From: Ian Campbell @ 2011-08-19 13:27 UTC (permalink / raw)
To: netdev
Cc: linux-kernel, Ian Campbell, David S. Miller, Neil Brown,
J. Bruce Fields, linux-nfs
In-Reply-To: <1313760393.5010.356.camel@zakaz.uk.xensource.com>
This prevents an issue where an ACK is delayed, a retransmit is queued (either
at the RPC or TCP level) and the ACK arrives before the retransmission hits the
wire.
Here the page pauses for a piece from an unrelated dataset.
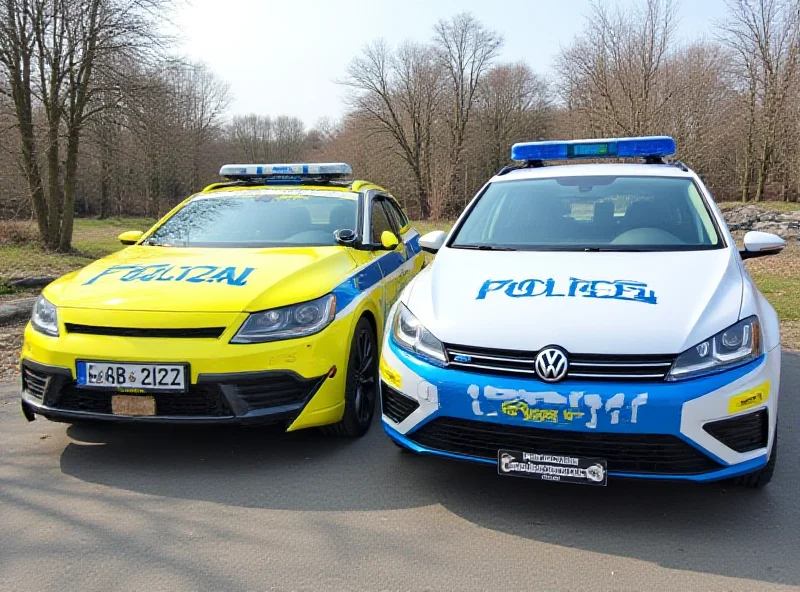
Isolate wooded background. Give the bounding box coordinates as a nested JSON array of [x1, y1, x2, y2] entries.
[[0, 0, 800, 251]]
If this happens to an NFS WRITE RPC then the write() system call
completes and the userspace process can continue, potentially modifying data
referenced by the retransmission before the retransmission occurs.
Signed-off-by: Ian Campbell <ian.campbell@citrix.com>
Acked-by: Trond Myklebust <Trond.Myklebust@netapp.com>
Cc: "David S. Miller" <davem@davemloft.net>
Cc: Neil Brown <neilb@suse.de>
Cc: "J. Bruce Fields" <bfields@fieldses.org>
Cc: linux-nfs@vger.kernel.org
Cc: netdev@vger.kernel.org
[since v1:
Push down from NFS layer into RPM layer
]
---
include/linux/sunrpc/xdr.h | 2 ++
include/linux/sunrpc/xprt.h | 5 ++++-
net/sunrpc/clnt.c | 27 ++++++++++++++++++++++-----
net/sunrpc/svcsock.c | 3 ++-
net/sunrpc/xprt.c | 13 +++++++++++++
net/sunrpc/xprtsock.c | 3 ++-
6 files changed, 45 insertions(+), 8 deletions(-)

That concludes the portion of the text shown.